ATLANTA, Dec. 18 /PRNewswire/ -- Aaron Rents, Inc. (NYSE: RNT), the nation's leader in the rental, rental purchase and specialty retailing of residential and office furniture, consumer electronics and home appliances, today announced that it has acquired 27 real estate leases auctioned off through bankruptcy court proceedings by the Heilig-Meyers Company. In addition to these leased facilities, the Company also acquired one store in which the real estate was owned by Heilig-Meyers. Aaron Rents plans to reopen these stores over the next two quarters in its rental purchase division as Aaron's Sales and Leasing stores.

The acquisition of these stores will enable the Company to accelerate its 2001 store expansion plans and will result in locations with favorable lease terms and a customer base that is familiar with being served at these locations.

"We are very pleased to have been able to obtain these real estate locations," said R. Charles Loudermilk, Sr., Chairman and Chief Executive Officer of Aaron Rents. "We had planned to open an additional 30 Company-operated rental purchase stores throughout 2001, and this opportunity will allow us to complete this new store opening plan earlier in the year," Mr.

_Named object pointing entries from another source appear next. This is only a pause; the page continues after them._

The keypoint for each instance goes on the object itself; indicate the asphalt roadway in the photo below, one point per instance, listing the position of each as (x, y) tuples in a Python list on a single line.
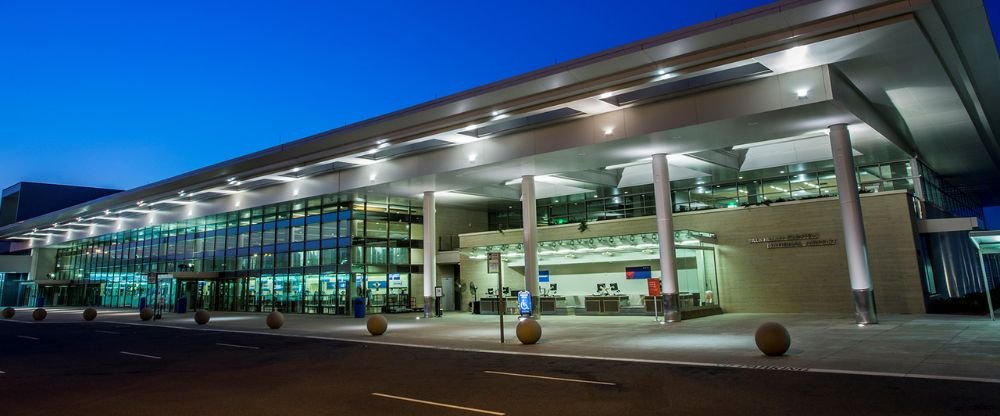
[(113, 368)]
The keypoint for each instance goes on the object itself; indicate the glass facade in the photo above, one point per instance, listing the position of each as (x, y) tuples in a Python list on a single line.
[(575, 269), (305, 256)]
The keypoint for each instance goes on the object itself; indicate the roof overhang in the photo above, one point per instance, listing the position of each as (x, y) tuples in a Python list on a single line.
[(839, 37)]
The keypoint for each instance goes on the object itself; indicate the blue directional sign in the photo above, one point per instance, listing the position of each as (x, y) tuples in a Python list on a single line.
[(524, 302)]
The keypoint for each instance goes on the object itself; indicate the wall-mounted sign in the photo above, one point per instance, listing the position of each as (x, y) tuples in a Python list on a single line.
[(793, 241), (653, 287), (524, 302)]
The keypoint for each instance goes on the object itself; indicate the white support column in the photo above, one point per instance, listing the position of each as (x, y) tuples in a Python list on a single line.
[(854, 228), (665, 230), (530, 223), (430, 253)]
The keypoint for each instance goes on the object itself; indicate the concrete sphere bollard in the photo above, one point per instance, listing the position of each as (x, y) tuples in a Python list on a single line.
[(529, 331), (773, 339), (89, 314), (275, 320), (377, 324), (201, 316)]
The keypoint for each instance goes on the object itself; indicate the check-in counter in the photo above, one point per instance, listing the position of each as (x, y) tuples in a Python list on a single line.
[(604, 304), (548, 304)]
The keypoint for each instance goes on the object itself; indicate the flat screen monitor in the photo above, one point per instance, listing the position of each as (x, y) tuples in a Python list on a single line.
[(638, 272)]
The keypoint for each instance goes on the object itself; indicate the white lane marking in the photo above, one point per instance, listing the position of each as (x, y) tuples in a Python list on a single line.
[(589, 357), (236, 346), (140, 355), (571, 380), (450, 406)]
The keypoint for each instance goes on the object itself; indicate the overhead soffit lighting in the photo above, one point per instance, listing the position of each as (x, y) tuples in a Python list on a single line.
[(686, 84)]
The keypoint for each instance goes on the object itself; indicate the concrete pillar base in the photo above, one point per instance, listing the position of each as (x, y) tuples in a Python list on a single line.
[(428, 306), (671, 307)]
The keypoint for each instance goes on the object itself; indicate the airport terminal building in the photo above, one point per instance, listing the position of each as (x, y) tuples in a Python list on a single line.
[(802, 156)]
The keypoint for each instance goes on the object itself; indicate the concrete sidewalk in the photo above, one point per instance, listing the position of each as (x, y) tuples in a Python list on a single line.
[(925, 346)]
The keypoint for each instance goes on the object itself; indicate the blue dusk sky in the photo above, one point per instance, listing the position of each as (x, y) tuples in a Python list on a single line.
[(123, 93)]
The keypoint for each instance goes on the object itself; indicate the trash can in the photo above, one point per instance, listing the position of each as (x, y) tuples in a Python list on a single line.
[(359, 307)]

Loudermilk added.

Aaron Rents has expanded in 2000 at its fastest growth rate ever, and will open during the year 2000 approximately 30 Company-operated and 50 franchised stores, in addition to acquiring 10 stores in Puerto Rico, for a total of 90 stores; an increase in rental purchase store count of over 20% for the year.

"We expect to have another record fourth quarter and fiscal year," noted Mr. Loudermilk, "However, our rapid expansion of new store openings during this year along with the costs we will incur this quarter relating to the acquisition of the Heilig-Meyers locations are expected to result in fourth quarter earnings being somewhat less than estimated earnings, although above earnings for the same period last year," Mr. Loudermilk said. "In addition, since our goal is to get these former Heilig-Meyers stores open as soon as possible, the initial normal start-up losses associated with opening new stores will be accelerated during the first two quarters of 2001. Therefore, it is possible that the earnings effect of these openings and the carry-over of start-up losses of stores opened later in 2000 will result in earnings per share for the first two quarters of 2001 that will be at or near earnings per share for the comparable periods in 2000. These store openings are expected to result in an increasing rate of revenue growth with a short-term slowdown in earnings growth, and the long-term potential benefits should be substantial."

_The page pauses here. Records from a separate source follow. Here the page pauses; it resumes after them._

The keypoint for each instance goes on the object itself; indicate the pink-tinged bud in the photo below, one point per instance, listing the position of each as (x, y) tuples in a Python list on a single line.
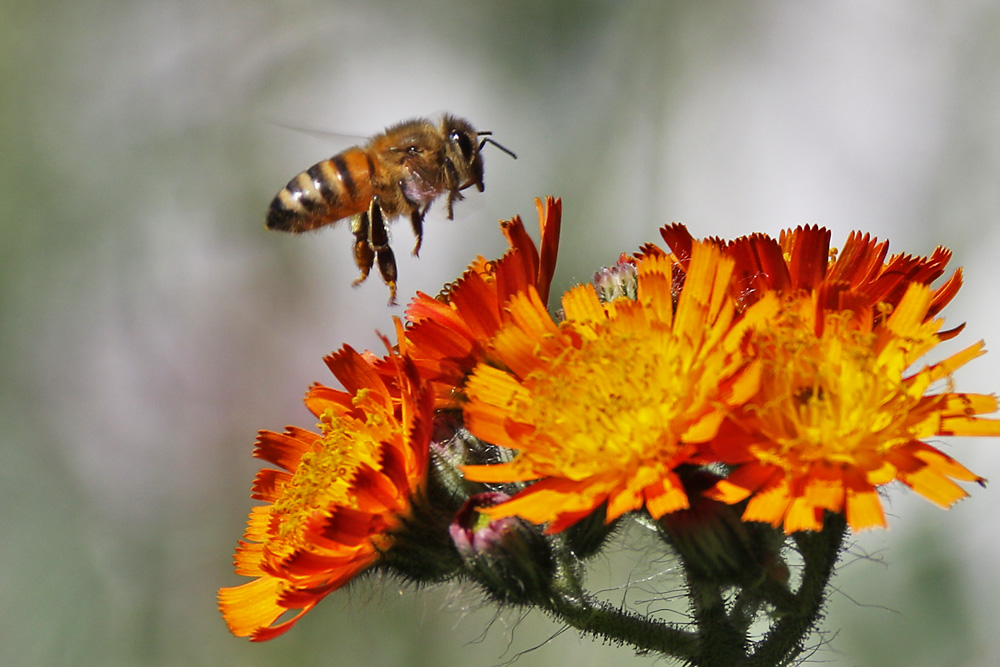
[(509, 557)]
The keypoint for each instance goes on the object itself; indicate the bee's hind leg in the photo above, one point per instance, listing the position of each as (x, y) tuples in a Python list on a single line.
[(364, 256), (417, 222), (378, 244)]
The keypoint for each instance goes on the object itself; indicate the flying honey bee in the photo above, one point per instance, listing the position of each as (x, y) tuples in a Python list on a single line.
[(399, 172)]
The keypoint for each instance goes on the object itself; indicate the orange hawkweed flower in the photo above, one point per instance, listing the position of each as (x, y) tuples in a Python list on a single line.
[(837, 415), (338, 498), (449, 334), (857, 277), (605, 405)]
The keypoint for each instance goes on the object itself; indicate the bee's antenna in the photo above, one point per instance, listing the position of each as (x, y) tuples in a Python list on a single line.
[(487, 140)]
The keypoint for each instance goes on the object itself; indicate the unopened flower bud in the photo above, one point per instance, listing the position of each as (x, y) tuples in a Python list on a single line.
[(509, 557)]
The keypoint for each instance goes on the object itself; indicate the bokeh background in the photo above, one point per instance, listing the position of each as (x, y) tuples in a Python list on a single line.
[(150, 325)]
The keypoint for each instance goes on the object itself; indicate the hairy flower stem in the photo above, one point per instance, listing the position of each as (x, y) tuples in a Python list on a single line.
[(820, 552), (619, 626), (721, 639)]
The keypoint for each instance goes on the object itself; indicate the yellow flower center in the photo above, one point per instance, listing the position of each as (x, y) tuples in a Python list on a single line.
[(610, 402), (839, 397), (325, 477)]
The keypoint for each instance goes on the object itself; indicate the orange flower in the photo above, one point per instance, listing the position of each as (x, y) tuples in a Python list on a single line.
[(858, 277), (338, 498), (448, 335), (605, 405), (837, 415)]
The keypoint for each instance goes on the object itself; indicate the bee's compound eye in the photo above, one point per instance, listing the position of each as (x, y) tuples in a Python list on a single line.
[(464, 143)]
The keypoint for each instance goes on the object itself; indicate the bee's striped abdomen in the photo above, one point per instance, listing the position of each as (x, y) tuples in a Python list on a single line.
[(326, 192)]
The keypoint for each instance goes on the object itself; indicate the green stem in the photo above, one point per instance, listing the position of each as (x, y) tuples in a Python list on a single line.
[(820, 552), (594, 617)]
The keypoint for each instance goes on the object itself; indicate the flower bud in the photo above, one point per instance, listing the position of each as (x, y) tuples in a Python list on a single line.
[(509, 557)]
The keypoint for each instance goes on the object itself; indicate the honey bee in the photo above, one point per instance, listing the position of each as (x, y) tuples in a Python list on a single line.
[(399, 172)]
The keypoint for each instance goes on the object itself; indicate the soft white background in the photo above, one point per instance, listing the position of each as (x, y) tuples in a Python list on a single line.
[(149, 325)]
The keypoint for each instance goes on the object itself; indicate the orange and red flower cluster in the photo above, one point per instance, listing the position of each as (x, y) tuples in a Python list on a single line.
[(786, 368)]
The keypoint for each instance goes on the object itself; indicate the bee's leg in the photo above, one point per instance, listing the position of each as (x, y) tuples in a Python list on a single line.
[(364, 256), (454, 194), (378, 239), (417, 222)]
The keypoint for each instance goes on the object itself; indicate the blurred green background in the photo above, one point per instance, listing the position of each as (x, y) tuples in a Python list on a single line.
[(150, 325)]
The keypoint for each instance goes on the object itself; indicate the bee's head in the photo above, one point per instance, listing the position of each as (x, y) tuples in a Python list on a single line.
[(462, 150)]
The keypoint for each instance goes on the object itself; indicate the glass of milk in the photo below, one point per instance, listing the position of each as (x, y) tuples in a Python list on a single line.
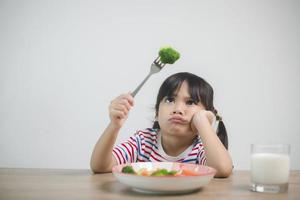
[(270, 165)]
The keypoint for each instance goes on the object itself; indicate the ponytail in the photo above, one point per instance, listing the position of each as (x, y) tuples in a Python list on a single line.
[(221, 130)]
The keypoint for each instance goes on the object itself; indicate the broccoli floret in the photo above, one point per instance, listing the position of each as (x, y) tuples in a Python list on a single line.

"It is anticipated that Aaron's Rental Purchase revenues for the fourth quarter will be more than 20% higher compared to the same quarter a year ago, and that same store revenues for the rental purchase stores will increase over 8% during the current quarter. We continue to rapidly gain contracts in our rental purchase stores, and continue to see tremendous customer acceptance of our concept." Mr. Loudermilk noted. "We are accelerating our growth plans due to the unique opportunity we see at this time to grow the Company."

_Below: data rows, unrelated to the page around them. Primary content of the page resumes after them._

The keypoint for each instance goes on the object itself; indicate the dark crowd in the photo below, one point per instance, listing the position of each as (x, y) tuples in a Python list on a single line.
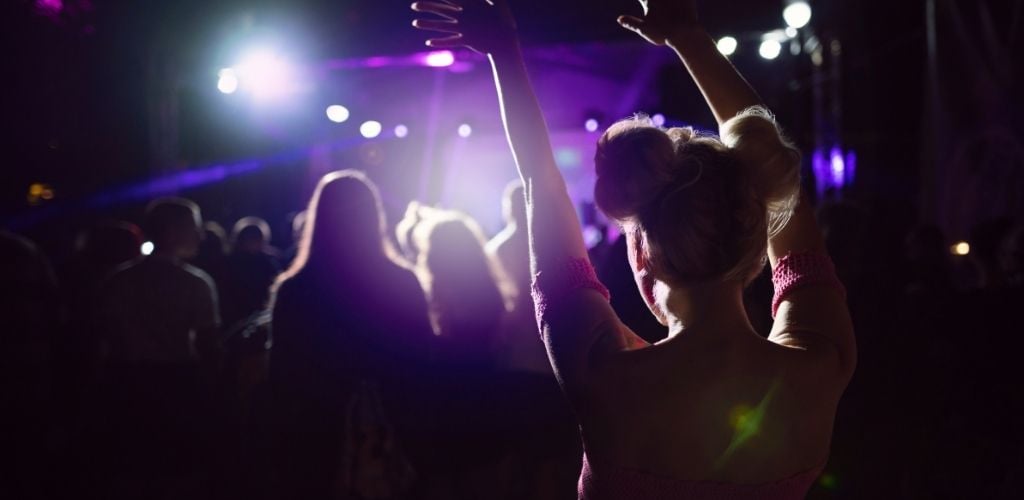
[(366, 360)]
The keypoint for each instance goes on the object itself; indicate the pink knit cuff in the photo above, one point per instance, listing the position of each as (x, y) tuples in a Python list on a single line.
[(578, 274), (800, 269)]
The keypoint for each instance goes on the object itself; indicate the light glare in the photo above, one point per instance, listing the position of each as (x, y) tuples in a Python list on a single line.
[(337, 113), (797, 14), (371, 129), (770, 49), (440, 58), (727, 45), (265, 74), (227, 81)]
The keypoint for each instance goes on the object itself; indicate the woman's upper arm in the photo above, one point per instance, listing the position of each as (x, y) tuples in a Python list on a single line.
[(816, 321), (579, 330)]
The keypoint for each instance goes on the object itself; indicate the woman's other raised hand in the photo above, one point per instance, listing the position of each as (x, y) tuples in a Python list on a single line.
[(663, 19), (484, 26)]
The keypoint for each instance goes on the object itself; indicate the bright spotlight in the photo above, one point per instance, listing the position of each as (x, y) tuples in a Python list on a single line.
[(727, 45), (962, 248), (371, 129), (227, 81), (337, 113), (770, 49), (265, 74), (797, 14), (440, 58)]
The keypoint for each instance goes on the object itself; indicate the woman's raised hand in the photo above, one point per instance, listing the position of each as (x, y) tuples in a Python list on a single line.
[(483, 26), (662, 19)]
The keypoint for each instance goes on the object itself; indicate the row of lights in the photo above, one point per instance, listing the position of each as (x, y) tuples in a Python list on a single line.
[(372, 128), (796, 14)]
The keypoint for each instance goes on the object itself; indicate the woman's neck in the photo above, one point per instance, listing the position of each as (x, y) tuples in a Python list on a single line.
[(716, 308)]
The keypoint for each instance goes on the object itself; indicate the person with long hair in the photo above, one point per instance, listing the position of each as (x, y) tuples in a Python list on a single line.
[(349, 325), (714, 410), (467, 290)]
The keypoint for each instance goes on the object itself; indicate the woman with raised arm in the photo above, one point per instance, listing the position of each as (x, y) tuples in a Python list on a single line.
[(715, 410)]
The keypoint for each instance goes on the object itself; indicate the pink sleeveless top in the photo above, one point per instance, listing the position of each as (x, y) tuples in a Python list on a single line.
[(602, 481)]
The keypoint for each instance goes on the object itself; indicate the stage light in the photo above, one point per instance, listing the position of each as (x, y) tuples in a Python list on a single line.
[(797, 14), (337, 113), (371, 129), (265, 74), (440, 58), (770, 49), (727, 45), (227, 81)]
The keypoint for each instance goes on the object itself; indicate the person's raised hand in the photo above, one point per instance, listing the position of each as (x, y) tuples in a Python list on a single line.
[(662, 19), (483, 26)]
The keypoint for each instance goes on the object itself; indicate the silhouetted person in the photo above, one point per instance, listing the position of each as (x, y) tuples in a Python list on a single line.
[(212, 254), (251, 268), (466, 289), (98, 251), (346, 316), (158, 320)]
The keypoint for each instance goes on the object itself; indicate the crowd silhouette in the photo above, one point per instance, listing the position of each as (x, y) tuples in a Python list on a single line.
[(371, 361)]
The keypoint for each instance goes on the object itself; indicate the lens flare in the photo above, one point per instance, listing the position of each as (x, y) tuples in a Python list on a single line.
[(727, 45), (337, 113)]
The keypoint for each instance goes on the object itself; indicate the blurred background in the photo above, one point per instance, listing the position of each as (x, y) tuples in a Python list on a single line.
[(908, 113)]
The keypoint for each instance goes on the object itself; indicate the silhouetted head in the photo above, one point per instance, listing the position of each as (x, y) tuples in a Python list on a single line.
[(251, 235), (514, 204), (696, 209), (344, 226), (466, 287), (174, 225)]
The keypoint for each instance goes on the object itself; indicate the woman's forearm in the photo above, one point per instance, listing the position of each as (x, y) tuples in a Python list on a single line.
[(723, 87), (554, 226), (525, 127)]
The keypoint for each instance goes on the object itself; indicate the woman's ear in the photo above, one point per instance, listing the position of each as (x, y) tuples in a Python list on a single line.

In addition, Mr. Loudermilk stated that he planned to sell for personal tax and estate purposes approximately 150,000 shares of Aaron Rents stock over the next 90 days, or approximately 3% of all the common shares he owns.

Aaron Rents, Inc., based in Atlanta, currently has over 545 Company-operated and franchised stores in 42 states for the rental and sale of residential and office furniture, accessories, consumer electronics and household appliances. The Company also manufactures furniture, bedding and accessories at ten facilities in four states.

Note: Forward-looking statements in this news release are based on
current expectations and are subject to risks and uncertainties, and actual
results may vary materially from the expectations due to such factors as
changes in general economic conditions, competition, pricing, customer demand
and other issues.

"Safe Harbor" Statement under the Private Securities Litigation Reform Act of 1993: Statements in this news release regarding Aaron Rents, Inc.'s business which are not historical facts are "forward-looking statements" that involve risks and uncertainties which could cause actual results to differ from those contained in the forward-looking statements. For a discussion of such risks and uncertainties, see "Risk Factors" in the Company's Annual Report on Form 10-K for fiscal 1999, which discussion is incorporated herein by this reference. SOURCE Aaron Rents, Inc.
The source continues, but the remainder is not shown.